Tous les partis s’entendent aussi sur les bienfaits d’imposer des limites fixes au nombre de patients sous la responsabilité de chaque professionnel de la santé. (Photo: 123RF)

Le temps supplémentaire obligatoire, l’infâme TSO, a été unanimement identifié comme l’ennemi à abattre par les représentants des cinq partis conviés, lundi, à un débat sur le thème de la santé.

Cette rare unanimité politique en pleine campagne électorale, sur un sujet aussi central et polarisant, s’est manifestée alors qu’étaient réunis sur une même scène les représentants de chacun des grands partis à l’invitation de la Fédération interprofessionnelle de la santé du Québec (FIQ).

On ne s’étonnera pas que la question du TSO ait occupé une telle place puisque la FIQ, qui a préparé les thèmes de discussion, représente 76 000 professionnelles de la santé, principalement des infirmières, qui sont les plus malmenées par le temps supplémentaire obligatoire.

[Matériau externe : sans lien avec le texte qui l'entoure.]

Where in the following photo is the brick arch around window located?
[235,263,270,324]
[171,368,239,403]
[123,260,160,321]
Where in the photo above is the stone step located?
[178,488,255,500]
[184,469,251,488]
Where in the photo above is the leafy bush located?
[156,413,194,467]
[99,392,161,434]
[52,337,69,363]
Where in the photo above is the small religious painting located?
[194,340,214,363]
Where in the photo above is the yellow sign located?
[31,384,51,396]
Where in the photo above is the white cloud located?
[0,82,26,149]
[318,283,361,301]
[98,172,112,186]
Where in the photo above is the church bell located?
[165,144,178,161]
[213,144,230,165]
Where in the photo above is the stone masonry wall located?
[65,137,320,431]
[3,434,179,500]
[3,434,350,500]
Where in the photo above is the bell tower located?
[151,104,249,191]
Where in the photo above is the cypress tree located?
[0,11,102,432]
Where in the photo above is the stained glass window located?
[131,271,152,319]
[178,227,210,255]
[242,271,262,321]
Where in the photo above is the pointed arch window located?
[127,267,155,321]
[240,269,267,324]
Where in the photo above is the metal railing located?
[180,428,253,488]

Tous les partis s’entendent aussi sur les bienfaits d’imposer des limites fixes au nombre de patients sous la responsabilité de chaque professionnel de la santé, mais pas tous avec le même enthousiasme et, surtout, pas au même rythme. Les réserves exprimées tant par le ministre sortant de la Santé, Christian Dubé, que par le docteur Karim Elayoubi, candidat conservateur, étaient liées au fait que d’adopter une loi qui impose des ratios, comme le préconisent les libéraux, les péquistes et Québec solidaire, pourrait avoir comme effet pervers d’encourager le TSO pour respecter l’obligation légale entourant les ratios.

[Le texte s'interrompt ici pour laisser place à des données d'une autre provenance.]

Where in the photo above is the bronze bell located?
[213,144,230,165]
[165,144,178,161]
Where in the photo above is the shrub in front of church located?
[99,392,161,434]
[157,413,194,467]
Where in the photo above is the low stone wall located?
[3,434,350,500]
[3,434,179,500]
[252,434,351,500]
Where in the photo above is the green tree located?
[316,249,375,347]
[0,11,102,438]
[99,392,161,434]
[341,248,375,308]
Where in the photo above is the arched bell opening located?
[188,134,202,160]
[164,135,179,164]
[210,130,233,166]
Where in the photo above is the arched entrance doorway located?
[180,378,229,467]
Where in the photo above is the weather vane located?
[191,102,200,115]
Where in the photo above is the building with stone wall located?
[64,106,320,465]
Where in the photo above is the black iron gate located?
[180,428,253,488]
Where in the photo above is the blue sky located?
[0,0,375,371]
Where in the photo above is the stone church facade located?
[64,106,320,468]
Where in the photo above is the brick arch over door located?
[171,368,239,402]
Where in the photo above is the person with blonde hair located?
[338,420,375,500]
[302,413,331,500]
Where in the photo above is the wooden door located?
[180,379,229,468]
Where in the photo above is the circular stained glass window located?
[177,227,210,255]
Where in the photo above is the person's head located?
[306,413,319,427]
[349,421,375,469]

Le rôle du privé et les agences

C’est surtout le rôle du secteur privé dans la santé qui a démontré les différences entre les partis, les conservateurs ayant l’intention d’instituer un système privé parallèle accessible aux plus fortunés ou aux détenteurs de polices d’assurance et, dans certains cas, avec la carte d’assurance maladie pour des patients dont l’attente s’avère trop longue, un critère qui n’a pas encore été délimité par le PCQ.

Bien que la CAQ fasse aussi une place au privé, Christian Dubé s’est gardé d’insister sur cette présence, tournant plutôt son attention vers les agences privées, maraudeuses de personnel à qui elles offrent de meilleures conditions que le secteur public. M. Dubé a clairement annoncé son intention de serrer la vis aux agences et de contrer leur attractivité en offrant de meilleures conditions aux infirmières dans le secteur public.

Cette question des conditions de travail s’est avérée centrale dans la discussion. Tous se sont entendus sur le fait qu’elles devaient être améliorées et, à l’issue de la rencontre, la présidente de la FIQ, Julie Bouchard, a de nouveau pointé du doigt le TSO comme étant le premier élément à régler.

Fait à noter, M. Dubé était le seul des candidats invités à ne pas être un professionnel de la santé ; outre le docteur Elayoubi, Québec solidaire avait délégué sa candidate dans Mont-Royal–Outremont, la docteure Isabelle Leblanc, le Parti libéral, l’infirmière clinicienne spécialisée Byanca Jeune, candidate dans Pointe-aux-Trembles, et le Parti québécois était représenté par Sylvie Tanguay, assistante infirmière-chef en pédiatrie, qui est candidate dans Saint-François en Estrie.